Se un luogo è centrale in una storia, lo cito senza problemi. “Corso Buenos Aires” è legata a un’esperienza vissuta lì, quindi aveva senso chiamarla così. “Lungomare”, invece, è nata come una poesia: immaginavo due anziani che passeggiavano sul lungomare e poi l’ho trasformata in canzone. Non tutto è autobiografico, ma lo diventa nel momento in cui nasce da un mio pensiero, da una mia visione del futuro.

L’album si chiude con “La Città ci manda a letto”. Com’è nata la collaborazione con Emma Nolde?
È nata in modo spontaneo, come piace a me. Una sera a Milano stavano chiudendo il locale in cui ci trovavamo e ho detto: “Questa città ci manda a letto!”, Emma, che era con me, si è subito illuminata: “Scriviamoci una canzone!”. Così è nata. È bello quando le collaborazioni nascono così, senza calcoli o strategie.

Il disco riflette su sentimenti che si trasformano ma restano indelebili. Hai trovato più conforto o inquietudine in questa consapevolezza?
Entrambi. È la storia della mia vita: conforto e inquietudine insieme. Trovo conforto nello scrivere canzoni, ma al tempo stesso l’inquietudine sta nel non riuscire ancora a fare pace con certi temi.

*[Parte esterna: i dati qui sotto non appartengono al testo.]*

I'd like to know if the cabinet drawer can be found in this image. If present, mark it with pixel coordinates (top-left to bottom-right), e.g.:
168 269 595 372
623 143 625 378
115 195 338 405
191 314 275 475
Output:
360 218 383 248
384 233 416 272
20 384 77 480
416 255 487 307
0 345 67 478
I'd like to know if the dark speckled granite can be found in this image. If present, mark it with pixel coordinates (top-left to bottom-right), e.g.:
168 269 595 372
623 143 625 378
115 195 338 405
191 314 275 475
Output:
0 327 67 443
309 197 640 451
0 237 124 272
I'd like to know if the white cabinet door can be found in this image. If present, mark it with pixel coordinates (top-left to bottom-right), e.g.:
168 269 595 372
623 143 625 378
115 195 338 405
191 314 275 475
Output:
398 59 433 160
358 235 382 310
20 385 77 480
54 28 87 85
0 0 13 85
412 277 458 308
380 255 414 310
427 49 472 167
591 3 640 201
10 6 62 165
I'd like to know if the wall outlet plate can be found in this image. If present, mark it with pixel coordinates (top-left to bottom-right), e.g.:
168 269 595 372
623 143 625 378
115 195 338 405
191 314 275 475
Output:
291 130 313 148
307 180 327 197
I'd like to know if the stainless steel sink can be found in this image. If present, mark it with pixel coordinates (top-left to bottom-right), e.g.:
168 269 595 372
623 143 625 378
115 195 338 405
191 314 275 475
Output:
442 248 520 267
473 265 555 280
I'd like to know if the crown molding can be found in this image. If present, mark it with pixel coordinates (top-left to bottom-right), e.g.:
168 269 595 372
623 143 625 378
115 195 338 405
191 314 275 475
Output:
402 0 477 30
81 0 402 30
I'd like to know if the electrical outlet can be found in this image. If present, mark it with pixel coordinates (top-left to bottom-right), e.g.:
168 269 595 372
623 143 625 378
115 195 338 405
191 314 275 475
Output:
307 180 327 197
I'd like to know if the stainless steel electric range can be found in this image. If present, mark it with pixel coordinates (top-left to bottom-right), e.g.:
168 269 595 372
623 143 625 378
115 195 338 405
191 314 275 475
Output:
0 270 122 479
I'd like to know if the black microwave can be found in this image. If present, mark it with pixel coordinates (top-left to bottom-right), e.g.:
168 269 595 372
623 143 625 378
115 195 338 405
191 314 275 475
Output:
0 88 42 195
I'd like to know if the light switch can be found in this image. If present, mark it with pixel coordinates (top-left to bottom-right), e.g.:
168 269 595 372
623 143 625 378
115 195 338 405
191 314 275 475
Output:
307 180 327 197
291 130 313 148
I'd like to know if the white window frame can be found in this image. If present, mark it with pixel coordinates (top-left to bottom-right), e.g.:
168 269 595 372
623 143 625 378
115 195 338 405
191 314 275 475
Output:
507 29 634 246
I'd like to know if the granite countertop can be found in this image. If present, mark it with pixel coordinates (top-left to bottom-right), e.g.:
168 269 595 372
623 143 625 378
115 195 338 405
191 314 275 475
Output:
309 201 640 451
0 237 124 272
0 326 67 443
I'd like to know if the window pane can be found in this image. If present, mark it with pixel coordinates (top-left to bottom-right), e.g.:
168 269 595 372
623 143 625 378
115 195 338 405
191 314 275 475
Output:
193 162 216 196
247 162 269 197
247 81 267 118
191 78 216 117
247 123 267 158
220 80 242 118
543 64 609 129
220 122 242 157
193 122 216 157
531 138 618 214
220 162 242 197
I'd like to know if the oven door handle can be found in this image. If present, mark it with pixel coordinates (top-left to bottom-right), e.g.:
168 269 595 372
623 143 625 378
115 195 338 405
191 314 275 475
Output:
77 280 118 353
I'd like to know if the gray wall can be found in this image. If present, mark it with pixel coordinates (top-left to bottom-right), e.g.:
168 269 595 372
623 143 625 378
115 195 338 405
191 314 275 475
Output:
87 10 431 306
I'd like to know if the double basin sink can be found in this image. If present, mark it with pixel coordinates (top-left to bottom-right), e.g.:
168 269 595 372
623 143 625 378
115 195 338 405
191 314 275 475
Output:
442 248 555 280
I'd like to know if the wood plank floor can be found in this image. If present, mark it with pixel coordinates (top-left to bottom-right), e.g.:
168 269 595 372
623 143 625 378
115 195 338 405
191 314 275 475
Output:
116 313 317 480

Insieme all’album è in partenza anche il tuo nuovo tour. Come porterai queste canzoni sul palco?
Cercheremo di restare il più fedeli possibile a “Santa Tenerezza”. Saremo in cinque sul palco, con un sassofonista e suoneremo molti brani del nuovo album, oltre ai classici. In più, anche alcune canzoni storiche le riarrangeremo per avvicinarle a questo tipo di suono.